You'd think Alan Jackson might want to celebrate two decades in the music business by taking a day off.
Instead, the laid-back singer will mark the occasion by performing a free concert.
"It's just something we wanted to do," Jackson said recently. "We've got about 50 hits, so it's hard to do them all. We'll try to pick a few that the crowd might like."
Jackson normally plays arenas, but he'll sing Wednesday at a club called Cadillac Ranch in the city's honky-tonk district.
The show comes as thousands of country fans pile into Nashville for the Country Music Association's annual festival, which opens Thursday and runs through Sunday. This year's lineup includes Trace Adkins, Brooks & Dunn, Miranda Lambert, Martina McBride, Taylor Swift, Brad Paisley, Reba McEntire and many more.
Jackson's show is sure to stir up old memories for the 50-year-old Georgia native; he played lots of clubs before landing a deal with Arista Records 20 years ago this month. He went on to sell more than 50 million albums and chart a slew of hits, many of them from his own pen.
His latest album, 2007's "Good Time," has produced three No. 1 singles — "Small Town Southern Man," "Country Boy" and the title track. His new single "Sissy's Song" is in the Top 10.
While Jackson won't call it a comeback album, it did produce his first No. 1 song since 2003's "Remember When."
"I hadn't had a mainstream album in a few years," he said. "I'd done a gospel thing and then an artsy album with Alison (Krauss, who produced Jackson's 2006 CD "Like Red on a Rose"). It had been a few years since I'd had an album like I'd always made.
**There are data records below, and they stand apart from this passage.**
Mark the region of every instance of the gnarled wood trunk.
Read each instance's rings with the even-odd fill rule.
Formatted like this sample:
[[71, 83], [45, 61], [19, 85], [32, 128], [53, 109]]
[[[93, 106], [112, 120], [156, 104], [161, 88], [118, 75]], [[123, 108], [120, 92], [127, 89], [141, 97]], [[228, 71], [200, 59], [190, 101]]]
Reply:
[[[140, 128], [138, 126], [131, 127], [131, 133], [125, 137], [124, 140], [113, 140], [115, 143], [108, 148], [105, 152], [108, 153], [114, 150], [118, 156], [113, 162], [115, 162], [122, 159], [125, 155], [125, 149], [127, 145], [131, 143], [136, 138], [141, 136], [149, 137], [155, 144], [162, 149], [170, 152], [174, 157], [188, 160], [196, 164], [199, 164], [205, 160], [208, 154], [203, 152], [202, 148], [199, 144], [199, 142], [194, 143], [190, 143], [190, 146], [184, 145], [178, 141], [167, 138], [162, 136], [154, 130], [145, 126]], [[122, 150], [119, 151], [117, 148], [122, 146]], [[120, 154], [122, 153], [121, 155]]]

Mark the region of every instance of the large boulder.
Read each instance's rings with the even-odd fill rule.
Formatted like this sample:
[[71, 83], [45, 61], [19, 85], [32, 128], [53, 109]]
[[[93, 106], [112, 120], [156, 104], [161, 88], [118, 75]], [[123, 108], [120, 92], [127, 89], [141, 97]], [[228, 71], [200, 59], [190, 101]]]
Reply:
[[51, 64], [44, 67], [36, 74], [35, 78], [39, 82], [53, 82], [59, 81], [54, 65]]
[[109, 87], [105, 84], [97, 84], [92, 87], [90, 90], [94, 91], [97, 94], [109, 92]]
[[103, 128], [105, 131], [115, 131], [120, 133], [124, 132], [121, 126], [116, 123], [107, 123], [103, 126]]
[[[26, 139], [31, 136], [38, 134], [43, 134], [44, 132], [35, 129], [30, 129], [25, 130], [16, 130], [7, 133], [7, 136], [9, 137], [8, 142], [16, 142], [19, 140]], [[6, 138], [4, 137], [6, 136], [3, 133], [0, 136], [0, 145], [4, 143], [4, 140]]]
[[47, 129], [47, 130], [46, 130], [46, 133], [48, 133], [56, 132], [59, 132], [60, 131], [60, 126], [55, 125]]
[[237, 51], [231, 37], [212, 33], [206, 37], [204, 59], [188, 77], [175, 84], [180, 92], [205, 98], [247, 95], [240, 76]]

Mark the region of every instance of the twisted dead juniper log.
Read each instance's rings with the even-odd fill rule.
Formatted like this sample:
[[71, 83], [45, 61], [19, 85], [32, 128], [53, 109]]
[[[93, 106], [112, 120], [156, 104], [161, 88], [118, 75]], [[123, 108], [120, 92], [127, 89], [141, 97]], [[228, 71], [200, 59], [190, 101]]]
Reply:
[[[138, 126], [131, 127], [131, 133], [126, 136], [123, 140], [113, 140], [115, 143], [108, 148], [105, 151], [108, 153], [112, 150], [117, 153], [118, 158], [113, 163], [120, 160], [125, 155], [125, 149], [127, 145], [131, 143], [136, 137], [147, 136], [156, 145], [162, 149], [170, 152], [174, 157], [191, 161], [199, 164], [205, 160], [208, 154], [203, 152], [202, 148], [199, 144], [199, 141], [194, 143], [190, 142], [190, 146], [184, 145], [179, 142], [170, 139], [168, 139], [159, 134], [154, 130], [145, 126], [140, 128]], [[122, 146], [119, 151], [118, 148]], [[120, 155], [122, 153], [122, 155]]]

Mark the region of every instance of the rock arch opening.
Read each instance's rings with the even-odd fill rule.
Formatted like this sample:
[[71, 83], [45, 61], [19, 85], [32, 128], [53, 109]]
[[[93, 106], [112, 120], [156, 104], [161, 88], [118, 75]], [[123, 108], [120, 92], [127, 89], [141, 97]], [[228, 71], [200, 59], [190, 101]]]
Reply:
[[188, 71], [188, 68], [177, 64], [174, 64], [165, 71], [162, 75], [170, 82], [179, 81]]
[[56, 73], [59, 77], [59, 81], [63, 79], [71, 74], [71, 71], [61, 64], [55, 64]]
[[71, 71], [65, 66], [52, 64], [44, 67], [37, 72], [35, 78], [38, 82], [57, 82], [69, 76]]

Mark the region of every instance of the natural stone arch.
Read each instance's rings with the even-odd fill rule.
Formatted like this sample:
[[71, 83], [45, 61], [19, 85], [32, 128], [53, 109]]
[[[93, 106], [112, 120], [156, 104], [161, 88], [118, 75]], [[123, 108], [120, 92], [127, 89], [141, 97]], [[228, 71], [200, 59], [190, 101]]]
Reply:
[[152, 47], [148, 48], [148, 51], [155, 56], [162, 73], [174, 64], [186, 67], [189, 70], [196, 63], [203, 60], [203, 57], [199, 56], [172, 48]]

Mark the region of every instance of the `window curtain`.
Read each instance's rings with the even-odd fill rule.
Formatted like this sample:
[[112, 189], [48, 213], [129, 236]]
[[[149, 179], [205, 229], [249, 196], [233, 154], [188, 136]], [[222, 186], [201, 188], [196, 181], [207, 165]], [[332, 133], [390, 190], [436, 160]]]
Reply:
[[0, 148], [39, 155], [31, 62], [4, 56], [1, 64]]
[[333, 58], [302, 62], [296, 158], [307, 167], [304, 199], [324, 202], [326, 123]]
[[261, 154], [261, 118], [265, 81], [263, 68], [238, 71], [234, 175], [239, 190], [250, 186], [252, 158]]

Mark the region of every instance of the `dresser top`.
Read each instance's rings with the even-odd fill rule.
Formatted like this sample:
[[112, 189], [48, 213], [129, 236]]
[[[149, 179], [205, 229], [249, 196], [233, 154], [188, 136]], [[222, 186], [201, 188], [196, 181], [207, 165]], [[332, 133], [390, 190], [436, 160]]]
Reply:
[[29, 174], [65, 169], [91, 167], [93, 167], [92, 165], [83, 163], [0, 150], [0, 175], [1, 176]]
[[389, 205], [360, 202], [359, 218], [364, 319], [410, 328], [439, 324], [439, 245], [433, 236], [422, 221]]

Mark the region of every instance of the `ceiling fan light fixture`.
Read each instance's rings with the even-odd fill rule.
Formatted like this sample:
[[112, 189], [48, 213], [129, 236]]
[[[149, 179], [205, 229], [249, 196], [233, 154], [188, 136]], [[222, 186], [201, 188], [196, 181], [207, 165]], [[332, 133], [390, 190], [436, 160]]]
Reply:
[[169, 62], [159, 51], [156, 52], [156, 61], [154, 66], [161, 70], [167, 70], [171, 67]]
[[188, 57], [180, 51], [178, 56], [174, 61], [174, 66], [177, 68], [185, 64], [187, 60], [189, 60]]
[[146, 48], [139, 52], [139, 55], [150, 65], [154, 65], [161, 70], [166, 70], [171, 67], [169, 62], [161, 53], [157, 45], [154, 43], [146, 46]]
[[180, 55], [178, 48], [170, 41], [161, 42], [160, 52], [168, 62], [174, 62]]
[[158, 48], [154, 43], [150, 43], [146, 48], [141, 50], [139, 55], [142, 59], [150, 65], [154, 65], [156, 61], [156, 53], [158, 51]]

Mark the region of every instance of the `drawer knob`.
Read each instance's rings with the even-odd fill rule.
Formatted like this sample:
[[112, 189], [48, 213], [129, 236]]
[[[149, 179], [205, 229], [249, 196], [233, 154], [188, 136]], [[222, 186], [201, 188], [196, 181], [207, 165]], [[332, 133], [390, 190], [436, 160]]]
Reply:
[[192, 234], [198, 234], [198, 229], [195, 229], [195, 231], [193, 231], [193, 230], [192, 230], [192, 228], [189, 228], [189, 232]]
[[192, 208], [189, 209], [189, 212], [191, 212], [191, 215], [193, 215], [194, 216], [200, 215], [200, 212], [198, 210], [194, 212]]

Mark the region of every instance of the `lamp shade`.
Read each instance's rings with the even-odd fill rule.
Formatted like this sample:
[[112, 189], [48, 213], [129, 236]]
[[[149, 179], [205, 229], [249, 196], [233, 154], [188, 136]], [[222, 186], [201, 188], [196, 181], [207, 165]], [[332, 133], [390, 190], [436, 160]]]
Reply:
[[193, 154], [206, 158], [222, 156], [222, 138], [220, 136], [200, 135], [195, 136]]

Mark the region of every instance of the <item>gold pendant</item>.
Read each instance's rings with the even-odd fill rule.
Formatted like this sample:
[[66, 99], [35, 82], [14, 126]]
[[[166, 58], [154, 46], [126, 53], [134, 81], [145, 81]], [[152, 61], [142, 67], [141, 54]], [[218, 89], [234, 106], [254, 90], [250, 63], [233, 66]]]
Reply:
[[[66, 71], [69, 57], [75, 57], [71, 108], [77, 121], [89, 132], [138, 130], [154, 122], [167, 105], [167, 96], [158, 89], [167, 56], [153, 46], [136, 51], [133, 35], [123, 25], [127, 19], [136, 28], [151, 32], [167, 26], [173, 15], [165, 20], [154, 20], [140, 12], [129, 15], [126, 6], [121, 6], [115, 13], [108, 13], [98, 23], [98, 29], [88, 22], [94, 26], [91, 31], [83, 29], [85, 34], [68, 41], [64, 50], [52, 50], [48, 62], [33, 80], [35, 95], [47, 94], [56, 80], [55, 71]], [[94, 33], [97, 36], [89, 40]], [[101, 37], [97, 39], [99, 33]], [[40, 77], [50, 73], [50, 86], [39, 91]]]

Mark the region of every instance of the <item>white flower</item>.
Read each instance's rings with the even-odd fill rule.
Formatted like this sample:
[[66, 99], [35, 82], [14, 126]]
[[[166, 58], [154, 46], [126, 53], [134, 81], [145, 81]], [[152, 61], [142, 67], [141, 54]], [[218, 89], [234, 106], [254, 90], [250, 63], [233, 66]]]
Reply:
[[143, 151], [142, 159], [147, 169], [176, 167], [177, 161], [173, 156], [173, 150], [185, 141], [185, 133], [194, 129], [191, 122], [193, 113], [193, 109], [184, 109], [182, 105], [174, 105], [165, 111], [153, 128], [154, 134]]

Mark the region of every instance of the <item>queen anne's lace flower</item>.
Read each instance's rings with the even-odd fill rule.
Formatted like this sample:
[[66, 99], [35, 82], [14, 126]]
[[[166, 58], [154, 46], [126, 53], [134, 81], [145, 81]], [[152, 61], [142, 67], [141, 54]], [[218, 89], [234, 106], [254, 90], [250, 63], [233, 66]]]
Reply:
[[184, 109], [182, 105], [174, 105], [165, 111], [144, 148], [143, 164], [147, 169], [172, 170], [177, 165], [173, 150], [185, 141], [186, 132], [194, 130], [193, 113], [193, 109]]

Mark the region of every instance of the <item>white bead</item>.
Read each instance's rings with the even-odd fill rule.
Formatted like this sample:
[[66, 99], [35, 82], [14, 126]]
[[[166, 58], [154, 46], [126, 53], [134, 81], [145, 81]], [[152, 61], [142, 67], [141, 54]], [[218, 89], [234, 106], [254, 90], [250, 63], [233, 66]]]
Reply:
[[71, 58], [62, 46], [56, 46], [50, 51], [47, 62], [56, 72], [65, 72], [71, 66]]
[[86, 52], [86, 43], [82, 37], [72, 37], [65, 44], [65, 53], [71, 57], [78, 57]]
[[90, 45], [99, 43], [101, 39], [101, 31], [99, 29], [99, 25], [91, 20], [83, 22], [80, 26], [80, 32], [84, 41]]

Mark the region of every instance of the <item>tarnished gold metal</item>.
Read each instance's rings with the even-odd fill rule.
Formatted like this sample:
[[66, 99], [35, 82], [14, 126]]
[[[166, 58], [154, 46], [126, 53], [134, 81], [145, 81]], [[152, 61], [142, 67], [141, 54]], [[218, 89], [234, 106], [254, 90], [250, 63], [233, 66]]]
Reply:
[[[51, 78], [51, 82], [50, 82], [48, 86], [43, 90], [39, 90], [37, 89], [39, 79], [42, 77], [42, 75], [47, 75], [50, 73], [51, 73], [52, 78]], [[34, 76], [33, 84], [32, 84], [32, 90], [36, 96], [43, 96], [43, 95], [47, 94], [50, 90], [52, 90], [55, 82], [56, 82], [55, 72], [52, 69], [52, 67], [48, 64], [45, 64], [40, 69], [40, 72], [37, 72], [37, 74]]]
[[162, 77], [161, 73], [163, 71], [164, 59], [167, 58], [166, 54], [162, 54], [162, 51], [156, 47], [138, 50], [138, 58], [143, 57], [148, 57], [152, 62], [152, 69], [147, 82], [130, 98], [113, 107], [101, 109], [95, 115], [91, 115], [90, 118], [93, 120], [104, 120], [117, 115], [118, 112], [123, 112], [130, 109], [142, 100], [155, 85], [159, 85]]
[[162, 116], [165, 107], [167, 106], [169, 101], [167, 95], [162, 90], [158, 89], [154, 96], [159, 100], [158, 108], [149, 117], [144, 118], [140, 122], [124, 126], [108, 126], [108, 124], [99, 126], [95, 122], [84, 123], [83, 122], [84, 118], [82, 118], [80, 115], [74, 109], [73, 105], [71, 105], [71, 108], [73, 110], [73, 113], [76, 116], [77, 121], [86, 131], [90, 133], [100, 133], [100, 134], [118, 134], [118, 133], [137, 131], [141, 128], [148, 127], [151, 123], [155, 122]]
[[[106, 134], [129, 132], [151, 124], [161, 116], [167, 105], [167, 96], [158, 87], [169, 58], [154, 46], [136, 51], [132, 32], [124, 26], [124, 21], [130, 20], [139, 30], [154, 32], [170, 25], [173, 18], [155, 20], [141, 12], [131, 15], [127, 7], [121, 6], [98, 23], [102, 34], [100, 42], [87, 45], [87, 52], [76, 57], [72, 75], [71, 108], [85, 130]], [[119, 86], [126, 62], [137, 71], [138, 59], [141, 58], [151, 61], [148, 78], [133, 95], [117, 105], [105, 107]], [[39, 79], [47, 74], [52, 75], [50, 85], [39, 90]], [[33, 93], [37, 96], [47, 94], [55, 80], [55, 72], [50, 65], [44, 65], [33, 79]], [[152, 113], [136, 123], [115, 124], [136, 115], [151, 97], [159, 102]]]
So it was time."
Joe Galante, chairman of Sony Music Nashville, which includes Jackson's Arista label, thinks there's more to it than that.
"The collection of songs he had on this record were certainly head and shoulders above what he'd had recently," Galante said.
At present, Jackson has four or five tunes written for the next album, which he'll probably start recording this summer.
He knows he's got his work cut out for him.
"I think every album you have, especially if it's done well, you feel like you're competing with yourself," he said.